Wieviel menschgemachtes CO2 der Ozean speichert, ist nun dank umfangreicher Messungen mit hoher Gewissheit bekannt. (Symbolbild)

Nicht alles Kohlendioxid (CO2), das beim Verbrennen von fossilen Energieträgern in die Luft gelangt, verbleibt in der Atmosphäre und trägt zur Erderwärmung bei. Die Weltmeere sowie die Ökosysteme auf dem Land nehmen nämlich beachtliche Mengen der menschgemachten CO₂-Emissionen aus der Atmosphäre auf.

Meere nehmen CO2 in zwei Schritten auf: Zuerst löst sich das CO2 im Oberflächenwasser. Dann wird es von marinen Umwälzpumpen verteilt. Meeresströmungen und Mischungsprozesse verfrachten das gelöste CO2 von der Oberfläche bis tief in die Ozeanbecken, wo es sich über die Zeit anreichert.

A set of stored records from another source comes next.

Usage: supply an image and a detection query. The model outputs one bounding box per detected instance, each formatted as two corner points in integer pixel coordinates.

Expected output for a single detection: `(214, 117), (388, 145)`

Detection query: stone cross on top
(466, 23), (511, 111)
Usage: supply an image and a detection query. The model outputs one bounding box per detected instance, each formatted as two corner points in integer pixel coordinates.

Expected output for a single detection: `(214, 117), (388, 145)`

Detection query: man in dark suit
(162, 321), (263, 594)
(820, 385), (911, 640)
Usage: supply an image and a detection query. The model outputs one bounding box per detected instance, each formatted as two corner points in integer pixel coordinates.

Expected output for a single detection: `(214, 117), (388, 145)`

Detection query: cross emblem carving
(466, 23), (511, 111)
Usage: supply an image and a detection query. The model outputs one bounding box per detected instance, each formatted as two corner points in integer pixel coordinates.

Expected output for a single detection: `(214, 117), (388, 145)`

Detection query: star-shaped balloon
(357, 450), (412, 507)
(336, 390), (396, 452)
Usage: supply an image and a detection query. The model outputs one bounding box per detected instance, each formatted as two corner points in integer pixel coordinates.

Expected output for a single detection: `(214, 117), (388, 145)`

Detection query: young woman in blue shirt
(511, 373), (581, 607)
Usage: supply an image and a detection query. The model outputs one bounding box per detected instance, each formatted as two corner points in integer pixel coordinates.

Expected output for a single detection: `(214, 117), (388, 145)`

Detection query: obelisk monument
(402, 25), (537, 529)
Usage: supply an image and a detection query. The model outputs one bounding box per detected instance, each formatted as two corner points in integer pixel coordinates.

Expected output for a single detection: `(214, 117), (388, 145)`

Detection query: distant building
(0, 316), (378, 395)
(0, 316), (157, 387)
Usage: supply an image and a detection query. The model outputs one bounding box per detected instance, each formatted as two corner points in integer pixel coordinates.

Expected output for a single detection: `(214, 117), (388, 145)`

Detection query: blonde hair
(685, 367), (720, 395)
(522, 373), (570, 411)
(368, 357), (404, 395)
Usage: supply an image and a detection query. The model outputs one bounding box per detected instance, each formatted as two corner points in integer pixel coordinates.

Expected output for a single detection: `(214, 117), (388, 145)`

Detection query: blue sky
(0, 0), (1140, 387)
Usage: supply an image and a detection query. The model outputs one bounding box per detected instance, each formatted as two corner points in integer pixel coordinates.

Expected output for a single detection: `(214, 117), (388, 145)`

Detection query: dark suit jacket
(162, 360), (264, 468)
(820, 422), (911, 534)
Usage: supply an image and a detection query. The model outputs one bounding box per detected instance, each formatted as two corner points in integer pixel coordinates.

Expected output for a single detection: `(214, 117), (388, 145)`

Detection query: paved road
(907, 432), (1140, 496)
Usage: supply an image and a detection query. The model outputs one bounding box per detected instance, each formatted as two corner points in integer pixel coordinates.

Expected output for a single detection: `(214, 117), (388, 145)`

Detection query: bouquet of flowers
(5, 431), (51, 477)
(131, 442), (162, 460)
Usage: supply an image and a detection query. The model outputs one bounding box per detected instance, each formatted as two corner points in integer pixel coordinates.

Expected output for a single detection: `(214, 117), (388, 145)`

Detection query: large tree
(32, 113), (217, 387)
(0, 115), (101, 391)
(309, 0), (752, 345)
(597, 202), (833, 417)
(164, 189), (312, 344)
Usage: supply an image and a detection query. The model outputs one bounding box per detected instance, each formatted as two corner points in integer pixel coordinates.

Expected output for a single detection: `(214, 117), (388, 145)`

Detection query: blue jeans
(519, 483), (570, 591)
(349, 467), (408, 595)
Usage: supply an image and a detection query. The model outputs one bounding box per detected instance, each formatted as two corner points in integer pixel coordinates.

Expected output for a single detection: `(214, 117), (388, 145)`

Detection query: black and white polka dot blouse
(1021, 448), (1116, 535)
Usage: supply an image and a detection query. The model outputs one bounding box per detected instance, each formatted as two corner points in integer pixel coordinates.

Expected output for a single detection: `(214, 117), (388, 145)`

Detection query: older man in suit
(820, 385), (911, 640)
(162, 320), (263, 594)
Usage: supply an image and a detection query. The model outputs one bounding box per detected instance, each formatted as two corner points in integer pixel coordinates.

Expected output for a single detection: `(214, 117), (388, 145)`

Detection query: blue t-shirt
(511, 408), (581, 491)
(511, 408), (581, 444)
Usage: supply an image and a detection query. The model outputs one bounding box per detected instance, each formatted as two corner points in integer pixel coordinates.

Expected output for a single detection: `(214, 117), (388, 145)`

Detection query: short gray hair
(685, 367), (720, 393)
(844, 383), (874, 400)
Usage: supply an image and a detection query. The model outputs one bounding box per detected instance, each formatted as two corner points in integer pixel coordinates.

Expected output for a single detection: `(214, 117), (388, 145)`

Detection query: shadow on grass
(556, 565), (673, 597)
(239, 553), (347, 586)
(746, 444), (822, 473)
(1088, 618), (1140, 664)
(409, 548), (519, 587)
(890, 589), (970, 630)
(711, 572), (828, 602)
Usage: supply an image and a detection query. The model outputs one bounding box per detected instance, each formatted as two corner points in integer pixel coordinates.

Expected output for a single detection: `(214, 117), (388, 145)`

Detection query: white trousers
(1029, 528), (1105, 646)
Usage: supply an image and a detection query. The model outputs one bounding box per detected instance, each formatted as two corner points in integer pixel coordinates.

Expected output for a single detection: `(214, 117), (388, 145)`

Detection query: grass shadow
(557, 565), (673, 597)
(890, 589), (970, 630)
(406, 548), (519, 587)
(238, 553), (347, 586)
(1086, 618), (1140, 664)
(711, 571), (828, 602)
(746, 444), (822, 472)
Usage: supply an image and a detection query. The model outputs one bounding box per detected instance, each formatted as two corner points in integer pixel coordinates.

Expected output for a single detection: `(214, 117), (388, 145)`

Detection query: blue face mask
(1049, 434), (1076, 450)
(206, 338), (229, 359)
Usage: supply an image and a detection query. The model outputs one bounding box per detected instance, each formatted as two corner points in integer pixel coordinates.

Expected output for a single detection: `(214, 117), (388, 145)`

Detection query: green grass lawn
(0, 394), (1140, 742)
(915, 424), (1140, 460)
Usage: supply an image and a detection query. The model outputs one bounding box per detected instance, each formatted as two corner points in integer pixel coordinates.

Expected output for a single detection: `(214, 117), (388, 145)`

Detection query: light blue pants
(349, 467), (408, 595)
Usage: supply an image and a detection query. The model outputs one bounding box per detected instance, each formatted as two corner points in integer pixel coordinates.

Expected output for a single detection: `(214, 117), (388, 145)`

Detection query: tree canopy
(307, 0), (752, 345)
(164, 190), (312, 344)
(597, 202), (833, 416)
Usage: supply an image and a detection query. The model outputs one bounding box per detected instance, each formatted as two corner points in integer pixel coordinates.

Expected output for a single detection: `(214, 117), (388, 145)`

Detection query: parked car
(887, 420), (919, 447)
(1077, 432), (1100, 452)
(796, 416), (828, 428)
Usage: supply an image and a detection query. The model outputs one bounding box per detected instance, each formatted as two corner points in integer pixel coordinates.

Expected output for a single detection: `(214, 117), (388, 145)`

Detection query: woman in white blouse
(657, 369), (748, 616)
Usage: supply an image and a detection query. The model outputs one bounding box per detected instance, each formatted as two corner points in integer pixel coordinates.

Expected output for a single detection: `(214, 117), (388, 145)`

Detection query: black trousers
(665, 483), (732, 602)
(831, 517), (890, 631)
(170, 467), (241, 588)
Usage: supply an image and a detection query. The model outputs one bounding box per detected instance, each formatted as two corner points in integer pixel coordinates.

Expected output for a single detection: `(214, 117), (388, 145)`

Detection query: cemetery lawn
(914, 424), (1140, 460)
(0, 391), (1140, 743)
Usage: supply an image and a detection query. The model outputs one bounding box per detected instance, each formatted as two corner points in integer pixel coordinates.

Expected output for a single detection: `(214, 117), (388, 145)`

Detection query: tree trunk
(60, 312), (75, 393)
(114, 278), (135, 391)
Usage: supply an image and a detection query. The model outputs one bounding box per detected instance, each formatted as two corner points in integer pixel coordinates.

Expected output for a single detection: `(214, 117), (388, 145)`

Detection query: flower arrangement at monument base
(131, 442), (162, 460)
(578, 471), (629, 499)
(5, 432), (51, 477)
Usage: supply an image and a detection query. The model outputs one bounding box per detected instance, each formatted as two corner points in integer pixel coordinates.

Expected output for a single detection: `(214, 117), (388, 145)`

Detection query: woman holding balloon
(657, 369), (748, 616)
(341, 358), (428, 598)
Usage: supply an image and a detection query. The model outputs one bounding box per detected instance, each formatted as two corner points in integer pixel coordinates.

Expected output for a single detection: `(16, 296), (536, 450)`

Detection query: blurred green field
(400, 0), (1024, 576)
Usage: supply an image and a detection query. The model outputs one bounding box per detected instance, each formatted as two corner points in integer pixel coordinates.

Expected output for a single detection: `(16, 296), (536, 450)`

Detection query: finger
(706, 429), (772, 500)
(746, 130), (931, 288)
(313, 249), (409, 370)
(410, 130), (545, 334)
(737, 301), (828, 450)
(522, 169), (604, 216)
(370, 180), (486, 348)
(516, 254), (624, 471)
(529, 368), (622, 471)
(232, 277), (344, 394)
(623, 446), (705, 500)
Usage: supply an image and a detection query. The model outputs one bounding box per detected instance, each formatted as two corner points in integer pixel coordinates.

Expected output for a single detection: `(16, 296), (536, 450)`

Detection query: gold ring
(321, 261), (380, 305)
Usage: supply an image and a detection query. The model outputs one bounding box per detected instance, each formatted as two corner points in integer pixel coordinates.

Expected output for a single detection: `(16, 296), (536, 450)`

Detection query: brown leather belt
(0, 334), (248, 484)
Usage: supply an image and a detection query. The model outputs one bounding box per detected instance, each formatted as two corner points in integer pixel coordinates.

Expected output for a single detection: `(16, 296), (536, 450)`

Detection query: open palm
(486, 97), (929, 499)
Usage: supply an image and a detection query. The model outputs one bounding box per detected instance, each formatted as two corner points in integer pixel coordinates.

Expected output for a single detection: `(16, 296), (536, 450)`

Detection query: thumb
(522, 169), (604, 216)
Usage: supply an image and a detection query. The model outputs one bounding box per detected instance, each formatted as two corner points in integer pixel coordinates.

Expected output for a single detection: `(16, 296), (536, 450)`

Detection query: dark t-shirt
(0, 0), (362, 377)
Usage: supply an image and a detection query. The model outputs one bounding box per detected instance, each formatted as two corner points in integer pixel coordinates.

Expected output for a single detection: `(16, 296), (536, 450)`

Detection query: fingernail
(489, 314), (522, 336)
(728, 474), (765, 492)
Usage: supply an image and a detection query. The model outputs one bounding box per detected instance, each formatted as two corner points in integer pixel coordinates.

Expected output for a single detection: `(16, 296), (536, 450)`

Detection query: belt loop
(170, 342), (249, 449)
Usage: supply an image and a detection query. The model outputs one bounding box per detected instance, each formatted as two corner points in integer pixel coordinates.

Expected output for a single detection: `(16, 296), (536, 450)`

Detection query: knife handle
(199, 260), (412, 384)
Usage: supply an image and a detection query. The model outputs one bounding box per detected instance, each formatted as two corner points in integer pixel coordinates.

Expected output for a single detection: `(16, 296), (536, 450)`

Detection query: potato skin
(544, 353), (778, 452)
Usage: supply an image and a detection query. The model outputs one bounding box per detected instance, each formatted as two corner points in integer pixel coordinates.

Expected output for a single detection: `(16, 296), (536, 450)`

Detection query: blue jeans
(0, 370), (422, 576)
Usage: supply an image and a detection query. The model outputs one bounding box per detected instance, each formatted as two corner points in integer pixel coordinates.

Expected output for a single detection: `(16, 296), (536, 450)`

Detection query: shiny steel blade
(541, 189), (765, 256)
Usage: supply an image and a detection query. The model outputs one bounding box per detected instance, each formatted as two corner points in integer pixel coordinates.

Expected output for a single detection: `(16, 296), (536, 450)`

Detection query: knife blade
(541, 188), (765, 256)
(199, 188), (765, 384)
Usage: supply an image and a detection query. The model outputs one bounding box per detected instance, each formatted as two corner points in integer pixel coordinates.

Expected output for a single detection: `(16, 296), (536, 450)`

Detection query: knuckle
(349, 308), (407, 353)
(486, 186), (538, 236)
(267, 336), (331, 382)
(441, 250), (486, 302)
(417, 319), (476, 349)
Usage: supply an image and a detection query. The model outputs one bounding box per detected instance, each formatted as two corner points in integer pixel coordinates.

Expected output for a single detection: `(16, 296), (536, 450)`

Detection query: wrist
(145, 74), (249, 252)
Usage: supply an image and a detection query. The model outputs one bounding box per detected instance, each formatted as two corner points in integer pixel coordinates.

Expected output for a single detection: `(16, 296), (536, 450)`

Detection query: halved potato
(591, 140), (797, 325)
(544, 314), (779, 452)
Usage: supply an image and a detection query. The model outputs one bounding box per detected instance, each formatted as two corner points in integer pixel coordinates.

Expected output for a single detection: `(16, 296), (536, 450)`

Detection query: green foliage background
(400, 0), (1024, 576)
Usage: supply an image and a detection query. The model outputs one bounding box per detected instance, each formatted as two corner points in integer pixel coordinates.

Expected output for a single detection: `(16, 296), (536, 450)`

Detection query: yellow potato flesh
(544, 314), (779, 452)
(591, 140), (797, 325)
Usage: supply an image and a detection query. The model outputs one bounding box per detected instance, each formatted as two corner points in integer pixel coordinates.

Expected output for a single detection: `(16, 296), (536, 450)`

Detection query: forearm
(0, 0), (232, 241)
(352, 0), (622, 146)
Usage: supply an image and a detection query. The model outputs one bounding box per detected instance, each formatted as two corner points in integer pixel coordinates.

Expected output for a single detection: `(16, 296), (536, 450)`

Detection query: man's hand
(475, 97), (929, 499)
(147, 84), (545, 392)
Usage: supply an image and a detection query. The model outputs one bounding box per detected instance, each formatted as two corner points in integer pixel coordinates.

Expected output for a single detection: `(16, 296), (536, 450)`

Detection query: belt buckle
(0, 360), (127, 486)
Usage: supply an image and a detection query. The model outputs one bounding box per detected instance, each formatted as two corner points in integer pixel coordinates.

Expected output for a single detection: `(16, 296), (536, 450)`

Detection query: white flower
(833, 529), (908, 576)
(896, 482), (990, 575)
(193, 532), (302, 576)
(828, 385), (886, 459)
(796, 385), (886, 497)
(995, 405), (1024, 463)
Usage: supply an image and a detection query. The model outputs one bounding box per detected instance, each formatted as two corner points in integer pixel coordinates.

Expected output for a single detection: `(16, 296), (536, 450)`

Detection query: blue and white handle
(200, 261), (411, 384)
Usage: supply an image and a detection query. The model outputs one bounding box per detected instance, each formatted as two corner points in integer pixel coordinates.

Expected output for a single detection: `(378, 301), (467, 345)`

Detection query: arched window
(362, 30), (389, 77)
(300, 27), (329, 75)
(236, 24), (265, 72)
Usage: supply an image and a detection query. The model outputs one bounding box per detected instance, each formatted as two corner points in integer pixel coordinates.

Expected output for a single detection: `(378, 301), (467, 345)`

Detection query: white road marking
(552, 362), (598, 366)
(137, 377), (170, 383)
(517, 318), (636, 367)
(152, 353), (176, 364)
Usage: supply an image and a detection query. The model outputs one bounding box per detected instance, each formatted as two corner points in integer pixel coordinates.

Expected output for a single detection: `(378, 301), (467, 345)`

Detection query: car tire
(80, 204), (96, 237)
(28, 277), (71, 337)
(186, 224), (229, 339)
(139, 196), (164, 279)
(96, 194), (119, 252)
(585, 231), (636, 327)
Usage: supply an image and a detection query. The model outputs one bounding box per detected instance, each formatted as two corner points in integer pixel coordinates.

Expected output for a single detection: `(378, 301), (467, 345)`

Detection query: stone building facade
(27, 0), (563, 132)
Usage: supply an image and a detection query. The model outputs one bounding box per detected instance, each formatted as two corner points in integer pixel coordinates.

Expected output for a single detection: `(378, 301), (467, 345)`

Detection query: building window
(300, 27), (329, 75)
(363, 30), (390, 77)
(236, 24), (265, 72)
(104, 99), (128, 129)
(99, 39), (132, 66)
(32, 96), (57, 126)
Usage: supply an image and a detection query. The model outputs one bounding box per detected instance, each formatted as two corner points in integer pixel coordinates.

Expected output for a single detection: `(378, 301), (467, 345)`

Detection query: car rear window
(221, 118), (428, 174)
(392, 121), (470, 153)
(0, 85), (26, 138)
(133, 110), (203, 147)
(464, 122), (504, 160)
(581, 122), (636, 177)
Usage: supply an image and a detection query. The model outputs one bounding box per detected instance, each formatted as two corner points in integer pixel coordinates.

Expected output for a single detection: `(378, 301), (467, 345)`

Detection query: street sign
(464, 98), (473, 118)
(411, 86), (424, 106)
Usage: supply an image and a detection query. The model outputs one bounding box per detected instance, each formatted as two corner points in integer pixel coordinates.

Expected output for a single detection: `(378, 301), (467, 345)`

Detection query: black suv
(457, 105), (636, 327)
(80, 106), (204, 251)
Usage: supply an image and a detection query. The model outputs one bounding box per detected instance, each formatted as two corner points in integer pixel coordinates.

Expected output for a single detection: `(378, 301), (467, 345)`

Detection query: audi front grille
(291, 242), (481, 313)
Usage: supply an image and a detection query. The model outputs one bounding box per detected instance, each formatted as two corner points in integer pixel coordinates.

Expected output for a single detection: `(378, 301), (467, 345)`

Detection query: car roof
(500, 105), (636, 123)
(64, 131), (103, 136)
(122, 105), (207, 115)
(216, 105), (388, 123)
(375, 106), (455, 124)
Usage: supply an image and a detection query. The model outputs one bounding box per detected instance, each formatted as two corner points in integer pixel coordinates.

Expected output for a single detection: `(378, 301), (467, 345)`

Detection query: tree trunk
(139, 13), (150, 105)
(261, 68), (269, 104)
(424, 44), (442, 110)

Kohlenstoffspeicher im Ozean

Die marinen Umwälzpumpen sind die treibende Kraft hinter der sogenannten Kohlenstoffsenke im Ozean. Diese Senke ist wiederum für den atmosphärischen CO2-Haushalt bedeutend: Ohne sie wäre die CO2-Konzentration in der Atmosphäre deutlich höher und der menschgemachte Klimawandel entsprechend stärker.

Die Frage, wieviel des menschgemachten CO2 der Ozean genau aufnimmt, ist für die Klimaforschung zentral. Ein internationales Team von Wissenschaftlern unter Leitung von Nicolas Gruber, Professor für Umweltphysik der ETH Zürich, ist es nun gelungen, die Senkenleistung des Ozeans in einem Zeitraum von dreizehn Jahren präzise zu bestimmen. Wie die Forscher in der aktuellen Ausgabe von Science berichten, nahmen die Weltmeere zwischen 1994 und 2007 insgesamt etwa 34 Giga-Tonnen (Milliarden Tonnen) menschgemachten Kohlenstoff aus der Atmosphäre auf. Das entspricht rund 31 Prozent der gesamten menschgemachten CO2-Emissionen in diesem Zeitraum.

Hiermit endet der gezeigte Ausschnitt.